As a shy high school student, Camille was initially afraid to talk with people at Mortenson, but she grew to be comfortable. She learned how to use office equipment and the interoffice mail system, and how to write a resume. She also gained valuable interviewing skills.
“Step Up gives you a head start on getting the skills needed to set yourself up for success moving forward,” says Camille. “I came into the job market knowing how to do a resume, interview and engage with people. This put me ahead of some of my peers and made me feel confident and comfortable in corporate spaces.”
Later, as a student at Emory University in Atlanta, Camille landed an Urban Scholars internship at the City of Minneapolis, which supports college students of color in accessing public sector careers. Her first intern project was creating a financial literacy guide for Step Up interns, which was assigned by Step Up director Tammy Dickinson.
Camille says, “Tammy checked in with me and mentored me on the guide. We also worked on contract compliance and economic development projects that ended up being important in defining my career path because I learned that I liked data.”

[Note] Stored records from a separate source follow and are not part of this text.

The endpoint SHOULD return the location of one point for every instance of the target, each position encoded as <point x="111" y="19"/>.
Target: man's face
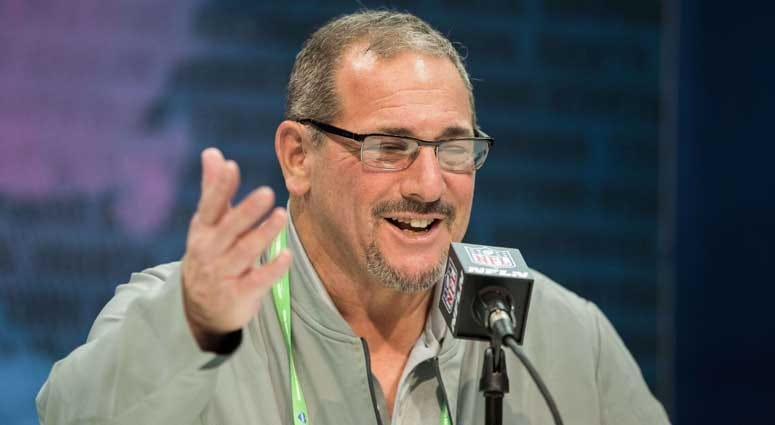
<point x="393" y="227"/>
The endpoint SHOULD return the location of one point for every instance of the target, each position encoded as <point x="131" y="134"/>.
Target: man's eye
<point x="392" y="146"/>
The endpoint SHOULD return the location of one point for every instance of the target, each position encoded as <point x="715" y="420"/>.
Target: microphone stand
<point x="494" y="382"/>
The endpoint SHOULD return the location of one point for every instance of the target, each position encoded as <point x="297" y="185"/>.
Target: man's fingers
<point x="260" y="279"/>
<point x="219" y="183"/>
<point x="241" y="218"/>
<point x="243" y="254"/>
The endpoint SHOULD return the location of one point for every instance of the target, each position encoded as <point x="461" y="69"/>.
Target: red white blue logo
<point x="491" y="257"/>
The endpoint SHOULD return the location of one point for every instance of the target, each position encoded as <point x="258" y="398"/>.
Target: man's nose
<point x="423" y="180"/>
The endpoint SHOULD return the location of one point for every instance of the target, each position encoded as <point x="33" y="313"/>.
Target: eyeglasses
<point x="391" y="152"/>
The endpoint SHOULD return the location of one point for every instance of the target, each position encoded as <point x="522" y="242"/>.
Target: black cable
<point x="512" y="343"/>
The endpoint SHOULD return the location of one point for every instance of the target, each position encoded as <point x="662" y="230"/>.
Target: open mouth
<point x="413" y="225"/>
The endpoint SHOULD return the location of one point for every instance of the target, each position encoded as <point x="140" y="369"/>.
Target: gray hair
<point x="312" y="89"/>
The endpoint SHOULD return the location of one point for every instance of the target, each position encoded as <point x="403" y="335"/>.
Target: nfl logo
<point x="449" y="290"/>
<point x="490" y="257"/>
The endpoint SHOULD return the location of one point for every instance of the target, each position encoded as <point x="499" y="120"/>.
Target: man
<point x="379" y="151"/>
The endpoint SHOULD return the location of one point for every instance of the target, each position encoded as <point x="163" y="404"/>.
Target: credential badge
<point x="449" y="290"/>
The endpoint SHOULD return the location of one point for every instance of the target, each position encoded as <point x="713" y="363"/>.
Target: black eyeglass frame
<point x="328" y="128"/>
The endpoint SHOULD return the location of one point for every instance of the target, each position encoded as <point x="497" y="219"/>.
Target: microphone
<point x="485" y="292"/>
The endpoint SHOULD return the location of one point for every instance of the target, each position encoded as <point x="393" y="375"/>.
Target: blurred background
<point x="633" y="164"/>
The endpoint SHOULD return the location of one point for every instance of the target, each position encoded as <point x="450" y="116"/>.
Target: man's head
<point x="311" y="87"/>
<point x="377" y="72"/>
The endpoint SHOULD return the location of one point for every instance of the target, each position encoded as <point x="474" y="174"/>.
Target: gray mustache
<point x="408" y="206"/>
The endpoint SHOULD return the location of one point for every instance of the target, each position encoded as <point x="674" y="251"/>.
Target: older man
<point x="379" y="151"/>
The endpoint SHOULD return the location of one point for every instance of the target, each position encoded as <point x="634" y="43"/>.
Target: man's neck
<point x="388" y="319"/>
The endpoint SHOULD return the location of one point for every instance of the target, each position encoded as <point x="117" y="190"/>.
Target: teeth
<point x="417" y="223"/>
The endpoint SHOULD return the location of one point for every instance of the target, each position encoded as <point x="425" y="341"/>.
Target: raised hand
<point x="222" y="284"/>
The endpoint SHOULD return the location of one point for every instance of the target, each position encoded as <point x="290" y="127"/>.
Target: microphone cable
<point x="502" y="329"/>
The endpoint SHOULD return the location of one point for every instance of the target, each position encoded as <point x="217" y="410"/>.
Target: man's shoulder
<point x="160" y="271"/>
<point x="552" y="304"/>
<point x="546" y="290"/>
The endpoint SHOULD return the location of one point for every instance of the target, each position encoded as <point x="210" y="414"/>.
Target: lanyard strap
<point x="281" y="292"/>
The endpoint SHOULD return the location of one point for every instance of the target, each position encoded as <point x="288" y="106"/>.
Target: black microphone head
<point x="475" y="270"/>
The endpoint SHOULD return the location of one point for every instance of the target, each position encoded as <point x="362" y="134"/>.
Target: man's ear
<point x="292" y="153"/>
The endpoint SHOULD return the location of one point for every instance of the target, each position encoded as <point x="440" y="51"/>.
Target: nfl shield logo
<point x="490" y="257"/>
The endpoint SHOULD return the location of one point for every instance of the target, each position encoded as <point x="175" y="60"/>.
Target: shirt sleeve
<point x="140" y="364"/>
<point x="624" y="396"/>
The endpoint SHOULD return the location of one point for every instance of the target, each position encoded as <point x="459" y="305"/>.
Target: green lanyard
<point x="281" y="292"/>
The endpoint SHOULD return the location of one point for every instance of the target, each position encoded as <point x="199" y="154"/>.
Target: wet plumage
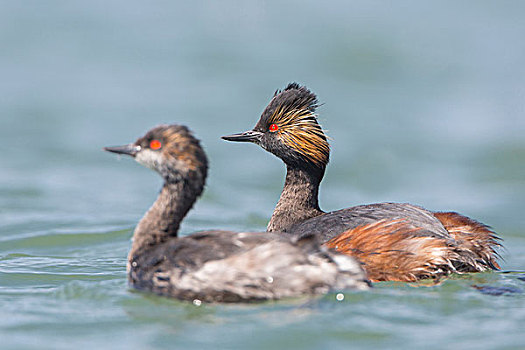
<point x="218" y="266"/>
<point x="394" y="241"/>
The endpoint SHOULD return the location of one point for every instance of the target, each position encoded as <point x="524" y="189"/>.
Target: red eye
<point x="155" y="145"/>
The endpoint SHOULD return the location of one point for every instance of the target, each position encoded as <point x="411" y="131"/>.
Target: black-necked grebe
<point x="218" y="266"/>
<point x="395" y="241"/>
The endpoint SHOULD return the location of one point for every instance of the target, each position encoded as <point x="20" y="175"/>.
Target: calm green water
<point x="425" y="104"/>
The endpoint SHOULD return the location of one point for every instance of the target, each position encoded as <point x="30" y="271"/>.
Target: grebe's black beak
<point x="247" y="136"/>
<point x="130" y="150"/>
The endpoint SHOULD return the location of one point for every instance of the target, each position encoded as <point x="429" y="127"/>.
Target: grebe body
<point x="394" y="241"/>
<point x="218" y="266"/>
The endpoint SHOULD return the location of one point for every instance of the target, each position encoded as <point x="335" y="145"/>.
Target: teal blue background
<point x="424" y="102"/>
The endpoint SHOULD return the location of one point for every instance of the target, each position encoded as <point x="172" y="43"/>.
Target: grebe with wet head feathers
<point x="394" y="241"/>
<point x="218" y="266"/>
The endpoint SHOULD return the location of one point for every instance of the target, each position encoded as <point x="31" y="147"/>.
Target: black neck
<point x="299" y="199"/>
<point x="164" y="217"/>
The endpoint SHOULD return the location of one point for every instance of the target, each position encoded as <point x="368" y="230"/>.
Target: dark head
<point x="289" y="129"/>
<point x="172" y="151"/>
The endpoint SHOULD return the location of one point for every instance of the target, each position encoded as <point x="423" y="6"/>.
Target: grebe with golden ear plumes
<point x="394" y="241"/>
<point x="218" y="266"/>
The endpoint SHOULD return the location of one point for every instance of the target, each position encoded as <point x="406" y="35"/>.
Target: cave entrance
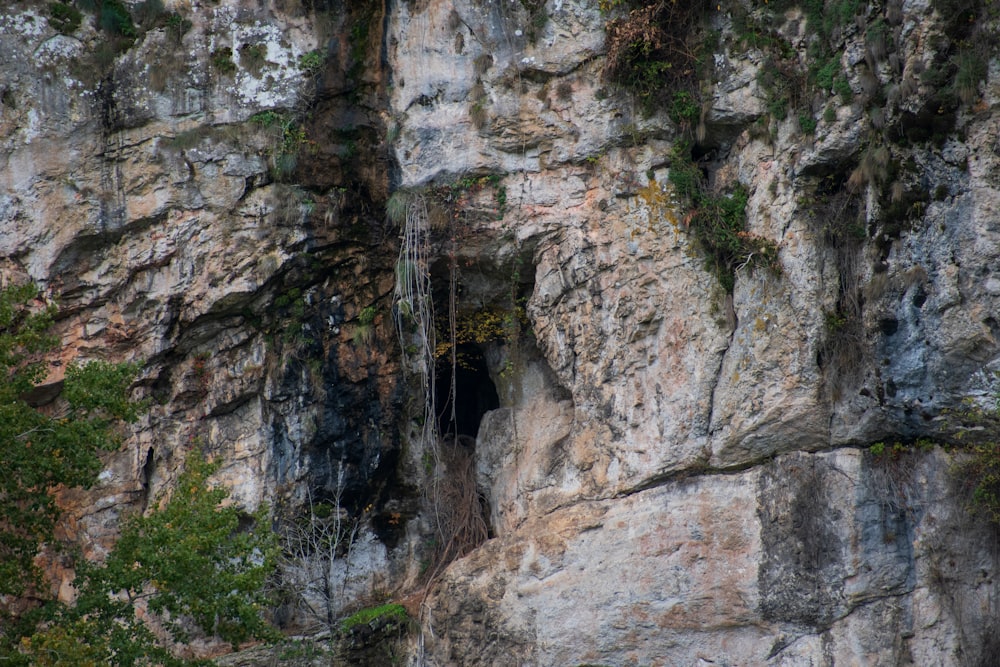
<point x="475" y="393"/>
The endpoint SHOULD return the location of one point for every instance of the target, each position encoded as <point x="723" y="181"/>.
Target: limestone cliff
<point x="673" y="459"/>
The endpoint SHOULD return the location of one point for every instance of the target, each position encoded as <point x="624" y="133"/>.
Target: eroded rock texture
<point x="672" y="473"/>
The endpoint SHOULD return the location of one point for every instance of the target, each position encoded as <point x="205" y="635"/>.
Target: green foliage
<point x="395" y="613"/>
<point x="979" y="469"/>
<point x="312" y="61"/>
<point x="115" y="19"/>
<point x="396" y="206"/>
<point x="222" y="60"/>
<point x="253" y="57"/>
<point x="191" y="564"/>
<point x="970" y="69"/>
<point x="367" y="315"/>
<point x="177" y="26"/>
<point x="654" y="49"/>
<point x="824" y="75"/>
<point x="718" y="222"/>
<point x="64" y="18"/>
<point x="289" y="140"/>
<point x="684" y="108"/>
<point x="42" y="450"/>
<point x="842" y="87"/>
<point x="807" y="123"/>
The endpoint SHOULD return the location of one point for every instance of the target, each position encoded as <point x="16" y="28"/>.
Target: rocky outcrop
<point x="673" y="472"/>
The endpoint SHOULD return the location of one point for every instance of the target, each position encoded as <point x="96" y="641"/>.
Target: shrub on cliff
<point x="42" y="450"/>
<point x="188" y="565"/>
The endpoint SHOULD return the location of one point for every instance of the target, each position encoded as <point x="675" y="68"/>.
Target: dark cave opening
<point x="474" y="396"/>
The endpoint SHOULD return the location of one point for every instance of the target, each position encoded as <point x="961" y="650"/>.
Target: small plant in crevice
<point x="288" y="140"/>
<point x="538" y="17"/>
<point x="718" y="223"/>
<point x="64" y="18"/>
<point x="222" y="60"/>
<point x="654" y="49"/>
<point x="977" y="468"/>
<point x="478" y="114"/>
<point x="253" y="57"/>
<point x="312" y="61"/>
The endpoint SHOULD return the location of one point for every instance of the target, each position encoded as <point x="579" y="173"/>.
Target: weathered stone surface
<point x="811" y="558"/>
<point x="671" y="476"/>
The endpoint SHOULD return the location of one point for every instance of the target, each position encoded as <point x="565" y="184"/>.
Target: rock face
<point x="672" y="472"/>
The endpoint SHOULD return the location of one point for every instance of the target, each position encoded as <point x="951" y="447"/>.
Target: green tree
<point x="43" y="450"/>
<point x="188" y="565"/>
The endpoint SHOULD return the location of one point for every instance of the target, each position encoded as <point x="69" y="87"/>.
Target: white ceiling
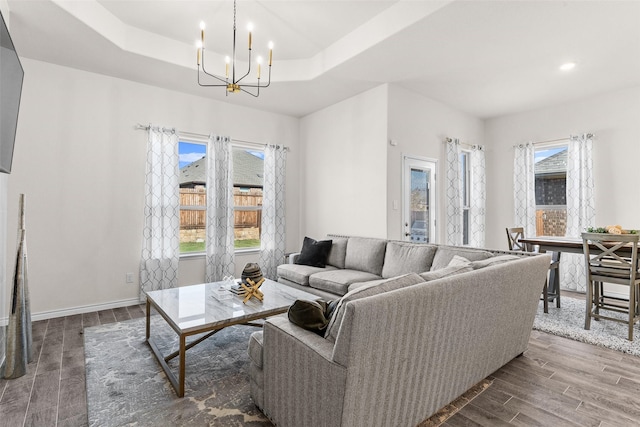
<point x="486" y="58"/>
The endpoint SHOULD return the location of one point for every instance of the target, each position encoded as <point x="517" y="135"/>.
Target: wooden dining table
<point x="559" y="244"/>
<point x="556" y="245"/>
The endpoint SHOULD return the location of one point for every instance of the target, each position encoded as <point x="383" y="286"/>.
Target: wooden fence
<point x="195" y="201"/>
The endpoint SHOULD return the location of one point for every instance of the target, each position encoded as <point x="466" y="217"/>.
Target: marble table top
<point x="199" y="307"/>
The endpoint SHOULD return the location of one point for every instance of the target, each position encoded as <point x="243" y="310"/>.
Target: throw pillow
<point x="313" y="316"/>
<point x="314" y="252"/>
<point x="458" y="260"/>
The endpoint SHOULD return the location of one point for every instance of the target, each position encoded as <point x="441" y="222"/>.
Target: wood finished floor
<point x="558" y="382"/>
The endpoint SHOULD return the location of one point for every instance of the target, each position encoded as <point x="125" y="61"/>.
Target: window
<point x="465" y="203"/>
<point x="247" y="195"/>
<point x="551" y="190"/>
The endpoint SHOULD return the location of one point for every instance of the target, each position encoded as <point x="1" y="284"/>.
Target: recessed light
<point x="568" y="66"/>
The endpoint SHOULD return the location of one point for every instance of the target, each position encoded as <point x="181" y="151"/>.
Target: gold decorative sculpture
<point x="19" y="340"/>
<point x="253" y="290"/>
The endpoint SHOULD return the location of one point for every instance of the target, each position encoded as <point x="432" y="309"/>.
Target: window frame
<point x="543" y="147"/>
<point x="204" y="142"/>
<point x="465" y="202"/>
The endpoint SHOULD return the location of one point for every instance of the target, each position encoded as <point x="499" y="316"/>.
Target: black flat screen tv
<point x="11" y="76"/>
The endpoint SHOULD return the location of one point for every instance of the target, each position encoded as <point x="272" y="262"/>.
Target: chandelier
<point x="231" y="81"/>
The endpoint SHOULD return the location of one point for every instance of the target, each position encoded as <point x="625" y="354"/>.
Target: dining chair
<point x="611" y="258"/>
<point x="514" y="234"/>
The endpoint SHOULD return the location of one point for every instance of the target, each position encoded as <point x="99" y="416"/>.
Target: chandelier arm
<point x="255" y="95"/>
<point x="259" y="85"/>
<point x="225" y="81"/>
<point x="248" y="71"/>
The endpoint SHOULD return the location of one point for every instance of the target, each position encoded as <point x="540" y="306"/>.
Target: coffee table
<point x="193" y="310"/>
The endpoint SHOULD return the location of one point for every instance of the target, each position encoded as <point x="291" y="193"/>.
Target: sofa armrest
<point x="313" y="341"/>
<point x="301" y="382"/>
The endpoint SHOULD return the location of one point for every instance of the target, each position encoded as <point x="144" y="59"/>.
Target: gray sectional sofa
<point x="416" y="326"/>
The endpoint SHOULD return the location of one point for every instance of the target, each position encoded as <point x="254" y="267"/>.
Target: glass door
<point x="418" y="193"/>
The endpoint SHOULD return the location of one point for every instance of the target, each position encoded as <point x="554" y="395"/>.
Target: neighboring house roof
<point x="245" y="166"/>
<point x="552" y="165"/>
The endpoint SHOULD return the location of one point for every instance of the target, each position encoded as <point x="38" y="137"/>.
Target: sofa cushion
<point x="402" y="258"/>
<point x="458" y="260"/>
<point x="444" y="254"/>
<point x="365" y="254"/>
<point x="314" y="252"/>
<point x="493" y="261"/>
<point x="367" y="291"/>
<point x="300" y="273"/>
<point x="338" y="252"/>
<point x="357" y="285"/>
<point x="337" y="281"/>
<point x="255" y="348"/>
<point x="450" y="270"/>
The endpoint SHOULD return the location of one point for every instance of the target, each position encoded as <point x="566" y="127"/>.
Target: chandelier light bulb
<point x="259" y="61"/>
<point x="568" y="66"/>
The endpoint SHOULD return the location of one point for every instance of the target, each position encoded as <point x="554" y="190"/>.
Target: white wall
<point x="614" y="118"/>
<point x="81" y="165"/>
<point x="344" y="177"/>
<point x="420" y="126"/>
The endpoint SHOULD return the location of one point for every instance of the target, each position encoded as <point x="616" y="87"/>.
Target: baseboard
<point x="44" y="315"/>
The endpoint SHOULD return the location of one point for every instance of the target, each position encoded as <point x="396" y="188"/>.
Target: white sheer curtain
<point x="478" y="197"/>
<point x="161" y="230"/>
<point x="272" y="238"/>
<point x="220" y="249"/>
<point x="524" y="188"/>
<point x="453" y="193"/>
<point x="580" y="206"/>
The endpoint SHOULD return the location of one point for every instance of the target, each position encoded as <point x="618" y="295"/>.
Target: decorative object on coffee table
<point x="252" y="290"/>
<point x="19" y="341"/>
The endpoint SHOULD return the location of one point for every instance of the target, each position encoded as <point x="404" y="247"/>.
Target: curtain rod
<point x="588" y="135"/>
<point x="473" y="146"/>
<point x="138" y="126"/>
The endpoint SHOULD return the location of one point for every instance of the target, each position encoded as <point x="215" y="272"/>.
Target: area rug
<point x="568" y="321"/>
<point x="127" y="387"/>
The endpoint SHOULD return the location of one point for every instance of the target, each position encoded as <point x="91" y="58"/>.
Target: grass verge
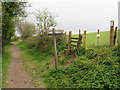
<point x="6" y="59"/>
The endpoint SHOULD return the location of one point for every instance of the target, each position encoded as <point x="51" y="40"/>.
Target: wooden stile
<point x="55" y="50"/>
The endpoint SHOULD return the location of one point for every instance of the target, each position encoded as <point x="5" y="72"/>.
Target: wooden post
<point x="79" y="40"/>
<point x="55" y="50"/>
<point x="84" y="40"/>
<point x="98" y="37"/>
<point x="115" y="35"/>
<point x="112" y="33"/>
<point x="69" y="41"/>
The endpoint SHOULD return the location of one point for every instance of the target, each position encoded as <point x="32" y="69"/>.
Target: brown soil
<point x="17" y="77"/>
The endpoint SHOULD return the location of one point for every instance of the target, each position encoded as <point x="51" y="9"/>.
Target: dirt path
<point x="17" y="77"/>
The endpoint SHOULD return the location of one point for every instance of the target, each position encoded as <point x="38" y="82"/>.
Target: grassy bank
<point x="6" y="59"/>
<point x="94" y="68"/>
<point x="35" y="63"/>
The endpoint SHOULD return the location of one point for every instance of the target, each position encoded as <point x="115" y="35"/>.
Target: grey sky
<point x="79" y="14"/>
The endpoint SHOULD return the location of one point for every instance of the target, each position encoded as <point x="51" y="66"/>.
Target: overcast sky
<point x="87" y="15"/>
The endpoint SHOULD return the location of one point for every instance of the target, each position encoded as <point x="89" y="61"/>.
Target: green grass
<point x="35" y="63"/>
<point x="6" y="59"/>
<point x="95" y="67"/>
<point x="91" y="38"/>
<point x="87" y="71"/>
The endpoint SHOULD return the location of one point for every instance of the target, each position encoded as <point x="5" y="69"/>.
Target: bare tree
<point x="45" y="20"/>
<point x="25" y="29"/>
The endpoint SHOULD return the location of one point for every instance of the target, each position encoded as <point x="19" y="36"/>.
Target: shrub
<point x="90" y="54"/>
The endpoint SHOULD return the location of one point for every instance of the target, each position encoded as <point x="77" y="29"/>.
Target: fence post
<point x="69" y="41"/>
<point x="112" y="33"/>
<point x="55" y="50"/>
<point x="98" y="37"/>
<point x="84" y="40"/>
<point x="115" y="35"/>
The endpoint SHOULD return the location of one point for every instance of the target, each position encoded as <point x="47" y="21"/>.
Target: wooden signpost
<point x="55" y="50"/>
<point x="112" y="33"/>
<point x="84" y="40"/>
<point x="115" y="35"/>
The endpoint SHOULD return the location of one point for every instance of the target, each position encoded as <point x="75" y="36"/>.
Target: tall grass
<point x="6" y="59"/>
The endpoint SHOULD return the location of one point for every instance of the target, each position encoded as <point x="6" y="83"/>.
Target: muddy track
<point x="17" y="77"/>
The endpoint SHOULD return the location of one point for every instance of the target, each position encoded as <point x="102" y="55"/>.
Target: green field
<point x="91" y="38"/>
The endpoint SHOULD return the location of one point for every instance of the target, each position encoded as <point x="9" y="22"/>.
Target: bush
<point x="81" y="51"/>
<point x="44" y="43"/>
<point x="90" y="54"/>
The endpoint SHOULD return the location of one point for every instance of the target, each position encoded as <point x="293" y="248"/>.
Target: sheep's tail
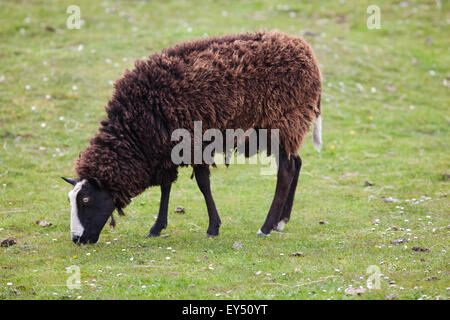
<point x="317" y="133"/>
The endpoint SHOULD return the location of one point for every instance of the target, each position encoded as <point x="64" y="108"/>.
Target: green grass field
<point x="386" y="119"/>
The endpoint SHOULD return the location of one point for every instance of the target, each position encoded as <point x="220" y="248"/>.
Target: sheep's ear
<point x="72" y="181"/>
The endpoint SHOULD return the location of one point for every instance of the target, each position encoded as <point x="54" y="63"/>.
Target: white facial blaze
<point x="76" y="229"/>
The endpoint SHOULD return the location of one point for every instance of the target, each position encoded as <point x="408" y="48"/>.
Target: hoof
<point x="280" y="226"/>
<point x="152" y="235"/>
<point x="209" y="235"/>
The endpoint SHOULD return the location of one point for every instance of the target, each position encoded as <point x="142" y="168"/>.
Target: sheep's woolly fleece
<point x="254" y="80"/>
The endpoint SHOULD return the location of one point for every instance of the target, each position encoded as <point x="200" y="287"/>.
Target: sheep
<point x="261" y="80"/>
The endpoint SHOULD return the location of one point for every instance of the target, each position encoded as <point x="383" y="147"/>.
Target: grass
<point x="386" y="119"/>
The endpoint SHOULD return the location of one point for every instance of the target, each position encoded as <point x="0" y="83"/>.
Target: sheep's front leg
<point x="202" y="177"/>
<point x="161" y="221"/>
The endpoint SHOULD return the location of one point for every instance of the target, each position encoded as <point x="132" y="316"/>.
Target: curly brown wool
<point x="253" y="80"/>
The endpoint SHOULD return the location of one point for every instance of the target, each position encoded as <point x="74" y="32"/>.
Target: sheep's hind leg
<point x="161" y="221"/>
<point x="286" y="173"/>
<point x="286" y="214"/>
<point x="202" y="177"/>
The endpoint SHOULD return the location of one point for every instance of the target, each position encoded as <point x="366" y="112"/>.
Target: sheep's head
<point x="90" y="207"/>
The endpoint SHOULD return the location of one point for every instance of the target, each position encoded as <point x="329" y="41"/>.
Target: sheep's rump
<point x="255" y="80"/>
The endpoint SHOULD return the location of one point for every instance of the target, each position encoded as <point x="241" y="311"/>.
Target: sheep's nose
<point x="76" y="239"/>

This data project eventually led Camille to a data analyst position at Shine Early Learning, following her college graduation and a master’s degree in public affairs at the University of Texas. She quickly advanced to director of program design and management at Shine. From there, she spent a year as director of research and program evaluation in the Aldine School District in Houston before returning to Shine as senior director of program stats.
Drawn to technology, Camille is now a senior manager with Seattle-based Tableau Software. Working remotely from Houston, she advises businesses and state and local government customers to accurately implement Tableau’s software. She also trains them how to use the software, making sure they have the capacity to support what they’ve purchased.
Camille is grateful to the City of Minneapolis and Achieve Twin Cities for her Step Up internships. She says her professional network that began with Step Up has been critical to her success.
She also has a message for current Step Up interns. “Build your tribe, seek out mentors in the places you want to work, and never doubt that you deserve to be in those spaces.”